When I look out of the window of our almost 100-year old Dutch Colonial Revival house, I see a gorgeous, mouthwatering paradise. The pool is gone; in its place is a delightful and very servicable potager garden. Its compact rows of herbs and cabbages and furling peas are accented by wild splashes of zinnias and spicy marigolds. Equipped with proper English harvesting basket, I trip down the stairs every evening to harvest young tender greens for salads. I stride down the stairs studded into our hill, enjoying the scent of sprawling roses at my left. At my right, raspberries and blackberries scramble down the hill through a sea of blooming hairy vetch. At the bottom of the hill, chaps and ladies (and brawny gardening women like me) can pause in their proper days (or sweaty labors) to take a cup of darjeeling in the tea garden.
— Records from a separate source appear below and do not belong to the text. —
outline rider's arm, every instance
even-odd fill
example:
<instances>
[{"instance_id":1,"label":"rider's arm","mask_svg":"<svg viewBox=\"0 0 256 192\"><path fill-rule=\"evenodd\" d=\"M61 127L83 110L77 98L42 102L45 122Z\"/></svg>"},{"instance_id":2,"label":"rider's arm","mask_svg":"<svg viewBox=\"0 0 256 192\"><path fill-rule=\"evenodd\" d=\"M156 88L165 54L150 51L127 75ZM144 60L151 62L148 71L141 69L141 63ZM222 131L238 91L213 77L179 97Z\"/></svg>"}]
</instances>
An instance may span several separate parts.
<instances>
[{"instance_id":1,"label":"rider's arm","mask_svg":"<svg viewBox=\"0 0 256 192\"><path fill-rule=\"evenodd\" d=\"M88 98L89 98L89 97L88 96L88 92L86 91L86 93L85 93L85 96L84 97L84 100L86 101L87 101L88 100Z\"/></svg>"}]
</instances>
Looking over the rim of your tea cup, shading by the boughs of flowering dogwood and almond trees, you can swoon over the summer bulbs, the bright pink verbena, the heirloom tea roses.
Have I mentioned: my cutting garden, the children's garden, the proper and marching hedgerows, the rose garden, the orchard?
We have 3/4 of an acre on a relatively busy street. I say relatively because we live in a small town in western PA (Pennsyltuckey, as our dear but eastcoast-snob friends sniff down their city noses). Okay, so it's a mining town with a small but robust college (where my husband teaches poetry). It's got a motely assortment of gorgeous old houses in varying condition, some modest depression-era houses, and some trailers to keep us all grounded. It's one of the poorest, if not the poorest, areas in Pennsylvania and in the United States. West Virginia, with its green bosom, snuggles close. It can feel grubby, poor, and sad.
But look around when spring creeps up. A short drive takes our breath away. The hills are jewel-like and greener than kale. They seem to pulse with a life that makes us think of God. The trees are dense and friendly.
This is a perfect spot for Wazoo Farm. Believe me. So we have no money, no resources, and little know-how. Surely visions, and supernatural longing for the beautiful and productive, will overcome these small hurdles.
Did I mention the spired cities of blue delphiniums?
The winter will end, and so will the spring. By the end of the summer, we will have zinnias, and apple trees, and roses, and all rambling poppy-daisy-hollyhock finery out the wazoo. Just wait. You'll want to come and visit.